Manabí es Venus. Manabí es nuestra diosa de la fertilidad. Bella, voluptosa, deliciosa y —ahora, lo sé mejor que nunca— generosa, hasta en épocas de tragedia.  Elías Cedeño, el autor del verso sobre su belleza y hospitalidad dijo que lo escribió una tarde de 1935, cuando un atardecer en Guayaquil le recordó a su tierra: “Entonces tomé una hoja de cuaderno y lápiz y compuse el poema Manabí”. Ochenta años después, a pesar de que la vida se parta en un antes y después del terremoto, las líneas de Cedeño están más firmes que nunca: no hay cataclismo que pueda con ellas. El mar manabita sigue plateado y cálido, y sus bosques húmedos y verdes. El poema de Cedeño que se convirtió en un himno de la manabitud carece de figuras literarias: todo lo que dice es literal.  

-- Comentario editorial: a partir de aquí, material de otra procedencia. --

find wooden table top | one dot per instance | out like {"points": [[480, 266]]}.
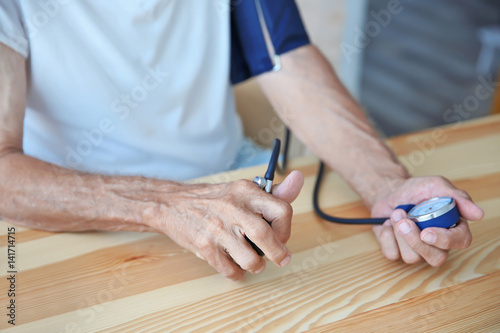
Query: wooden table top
{"points": [[337, 280]]}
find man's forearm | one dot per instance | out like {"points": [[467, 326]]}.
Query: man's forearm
{"points": [[41, 195], [315, 105]]}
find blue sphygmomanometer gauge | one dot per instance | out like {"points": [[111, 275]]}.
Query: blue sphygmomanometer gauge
{"points": [[437, 212]]}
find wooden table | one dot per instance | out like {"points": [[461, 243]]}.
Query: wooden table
{"points": [[338, 279]]}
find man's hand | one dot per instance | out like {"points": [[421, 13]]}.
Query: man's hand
{"points": [[212, 221], [400, 238]]}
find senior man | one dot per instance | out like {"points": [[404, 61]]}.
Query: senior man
{"points": [[107, 105]]}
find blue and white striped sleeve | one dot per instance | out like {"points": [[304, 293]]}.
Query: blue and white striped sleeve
{"points": [[261, 30]]}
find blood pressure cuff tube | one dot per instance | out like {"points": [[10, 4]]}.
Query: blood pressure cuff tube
{"points": [[251, 21]]}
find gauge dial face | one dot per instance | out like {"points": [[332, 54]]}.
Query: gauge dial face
{"points": [[430, 206]]}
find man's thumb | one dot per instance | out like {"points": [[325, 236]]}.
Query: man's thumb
{"points": [[289, 189]]}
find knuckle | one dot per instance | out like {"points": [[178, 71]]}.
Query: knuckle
{"points": [[466, 242], [446, 242], [230, 272], [244, 185], [412, 258], [391, 254], [438, 260], [204, 245], [251, 263]]}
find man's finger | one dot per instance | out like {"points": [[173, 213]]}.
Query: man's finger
{"points": [[409, 234], [387, 240], [458, 237], [225, 265]]}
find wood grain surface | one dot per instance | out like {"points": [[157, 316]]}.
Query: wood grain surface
{"points": [[337, 280]]}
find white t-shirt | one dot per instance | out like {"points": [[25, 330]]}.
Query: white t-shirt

Lo sentimos hasta el último minuto en que estuvimos en Pedernales. La noche antes de partir, Daxsy y su esposo Arturo nos preguntaron por qué nos íbamos: “¿Qué cara mala han visto?”. Le contestamos que, por el contrario, con semejante trato el peligro es que quisiéramos quedarnos para siempre. Su cuñado, al que le dicen Mico (como a todos los rubios en Manabí), se rió y dijo que a él le había pasado algo parecido: “Vine por dos semanas y me quedé dos años”. Puede sonar un poco absurdo, pero lo entiendo perfectamente. Nunca le pregunté a Govanny por qué nos dio una mano cuando nadie más lo hizo. Tampoco le pregunté a Teófilo Cedeño por qué nos ayudó, ni a Nelly Toral porqué nos quiso regalar una comida por la que tenía derecho a cobrar. No tengo la más remota idea de dónde sacó galletas y limonada helada la familia Arteaga. Creo que si le preguntase a Daxsy porqué nos recibió, no tendría una respuesta clara. Supongo que lo hizo porque Manabí no tiene otra forma de ser. En palabras del poeta Cedeño: cuál ninguna hospitalaria.